Ce que je sais, c'est que ces patients ne peuvent pas avoir disparu. Nous les voyons historiquement très clairement. Mais nous les voyons rarement aujourd'hui, et le diagnostic mixte "dépression post-psychotique" qui était dans DSM-4 a disparu dans DSM-5!
Si nous ne les voyons pas, c'est peut-être parce que nous portons des œillères. Il existe plusieurs types d'oeillères:
1. La vraie foi. La dichotomie kraepelinienne entre la schizophrénie et la maladie maniaco-dépressive a tellement impressionné tout le monde que, chaque fois que des patients mélancoliques développaient une psychose, les cliniciens rayaient la «dépression» et écrivaient dans la «schizophrénie».
2. Les stores de DSM, qui ne laissent presque aucune lumière. DSM-3 en 1980 a aggravé ce problème en insistant sur le fait que l'affect et la psychose étaient séparables. Le regretté Alexander Glassman avait proposé en 1975 que la dépression psychotique était une entité importante, mais elle n'avait que des mots de la part de la foule du DSM.
3. Les "pieux de profit" des oeillères. Big Pharma est sorti avec "antipsychotiques" en 1954 (chlorpromazine, commercialisé aux États-Unis sous le nom de Thorazine). Ils ont suivi avec "antidépresseurs" en 1959 (imipramine, commercialisé sous le nom de Tofranil). Ces agents sont très efficaces. Ne vous méprenez pas. Mais ils sont efficaces pour beaucoup d'indications, pas seulement "psychose" et "dépression" respectivement. La chlorpromazine, par exemple, est un excellent antidépresseur. Mais Pharma commercialisait sans relâche l'idée que ces maladies, la psychose et la dépression, étaient aussi différentes que la craie et le fromage. Les ventes des deux classes de médicaments ont atteint les milliards de dollars.

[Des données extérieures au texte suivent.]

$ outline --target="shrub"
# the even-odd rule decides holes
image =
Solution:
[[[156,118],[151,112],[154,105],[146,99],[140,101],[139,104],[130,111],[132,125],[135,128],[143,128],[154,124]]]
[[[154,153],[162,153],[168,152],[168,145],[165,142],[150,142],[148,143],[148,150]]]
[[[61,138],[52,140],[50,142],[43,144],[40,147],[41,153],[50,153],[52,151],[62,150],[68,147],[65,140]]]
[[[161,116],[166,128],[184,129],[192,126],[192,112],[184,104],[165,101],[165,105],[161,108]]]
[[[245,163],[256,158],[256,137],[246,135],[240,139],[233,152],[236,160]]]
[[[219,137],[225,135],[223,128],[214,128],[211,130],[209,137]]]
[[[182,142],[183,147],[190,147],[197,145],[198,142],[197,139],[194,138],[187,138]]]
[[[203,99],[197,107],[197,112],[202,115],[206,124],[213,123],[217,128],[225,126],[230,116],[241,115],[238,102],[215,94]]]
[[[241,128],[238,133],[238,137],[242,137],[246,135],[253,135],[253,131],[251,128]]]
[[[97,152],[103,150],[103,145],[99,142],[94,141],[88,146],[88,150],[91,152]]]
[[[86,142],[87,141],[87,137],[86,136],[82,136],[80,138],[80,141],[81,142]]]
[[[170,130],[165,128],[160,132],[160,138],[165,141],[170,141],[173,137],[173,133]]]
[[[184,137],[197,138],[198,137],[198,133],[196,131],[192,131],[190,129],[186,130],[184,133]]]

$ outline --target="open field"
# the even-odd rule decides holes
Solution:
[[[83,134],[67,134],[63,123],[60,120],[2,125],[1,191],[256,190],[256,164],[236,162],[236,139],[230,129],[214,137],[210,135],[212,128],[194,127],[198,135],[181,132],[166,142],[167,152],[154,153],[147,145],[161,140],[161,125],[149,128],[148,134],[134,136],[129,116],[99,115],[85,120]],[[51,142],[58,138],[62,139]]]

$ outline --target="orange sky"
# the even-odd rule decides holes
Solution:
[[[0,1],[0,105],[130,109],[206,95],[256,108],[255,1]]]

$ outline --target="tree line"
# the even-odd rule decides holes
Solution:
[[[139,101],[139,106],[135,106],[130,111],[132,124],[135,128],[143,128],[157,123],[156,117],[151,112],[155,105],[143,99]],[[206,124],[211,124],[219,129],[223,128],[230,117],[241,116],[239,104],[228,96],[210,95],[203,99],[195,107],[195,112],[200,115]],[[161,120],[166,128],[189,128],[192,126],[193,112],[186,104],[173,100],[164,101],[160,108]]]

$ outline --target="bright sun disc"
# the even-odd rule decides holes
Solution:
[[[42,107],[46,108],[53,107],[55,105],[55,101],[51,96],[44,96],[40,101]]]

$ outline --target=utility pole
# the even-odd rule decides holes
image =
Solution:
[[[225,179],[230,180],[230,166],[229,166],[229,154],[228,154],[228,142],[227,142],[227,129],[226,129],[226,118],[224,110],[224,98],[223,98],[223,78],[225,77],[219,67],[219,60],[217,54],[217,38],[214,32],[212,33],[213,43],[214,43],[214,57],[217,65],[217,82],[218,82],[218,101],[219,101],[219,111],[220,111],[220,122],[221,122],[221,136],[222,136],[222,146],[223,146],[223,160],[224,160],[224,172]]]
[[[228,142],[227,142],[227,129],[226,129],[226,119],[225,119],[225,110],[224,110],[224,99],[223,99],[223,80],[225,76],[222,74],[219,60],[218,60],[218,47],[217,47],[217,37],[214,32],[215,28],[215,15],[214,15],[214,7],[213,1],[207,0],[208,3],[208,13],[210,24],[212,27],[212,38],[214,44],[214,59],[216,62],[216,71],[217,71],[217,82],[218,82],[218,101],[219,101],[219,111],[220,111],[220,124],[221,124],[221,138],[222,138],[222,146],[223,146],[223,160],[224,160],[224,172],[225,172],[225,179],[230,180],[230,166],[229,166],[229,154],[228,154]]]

Donc, quand je me réveille groggy le matin, du cauchemar que la même maladie sous-jacente peut dégager des symptômes psychotiques à un moment donné, et les symptômes dépressifs à un autre, je suis rapidement réconforté en regardant mes stocks pharmaceutiques. . . .
Mise à jour rapide: Les forces qui souhaitent diviser l'humeur de la psychose sont presque irrésistibles.
Tout d'abord, il y a les profits sur cette division continue.
Il y a ensuite l'inertie intellectuelle inhérente à la majesté même du système Kraepelinien: deux grandes maladies, divisées par un pare-feu. Ceci est comparable à la majesté de la synthèse darwinienne sur l'évolution: cela devait être vrai!
Enfin, il y a la réalité que dans le monde de la médecine clinique, oui, il y a des patients qui sont principalement déprimés, d'autres qui sont principalement psychotiques. Il est difficile de tenir à distance (beaucoup plus difficile de distinguer la terrible manie de la schizophrénie et de la dépression: un article classique de 1974 montre à quel point c'est difficile (Taylor et al., 1974).
Mais quand la dépression et la psychose surviennent chez le même patient, il peut y avoir une maladie plus profonde là-bas qui fait avancer tout le train. Et ce n'est pas "trouble schizo-affectif"!
Il y a ce sentiment lancinant que le cerveau nous a déjoués, qu'il y a de vraies entités de la maladie que nous voyons tout le temps à la clinique mais que nous n'avons pas comprises. Les catégories du DSM ont des parties de la jambe de l'éléphant, tandis que la bête continue à nous dominer.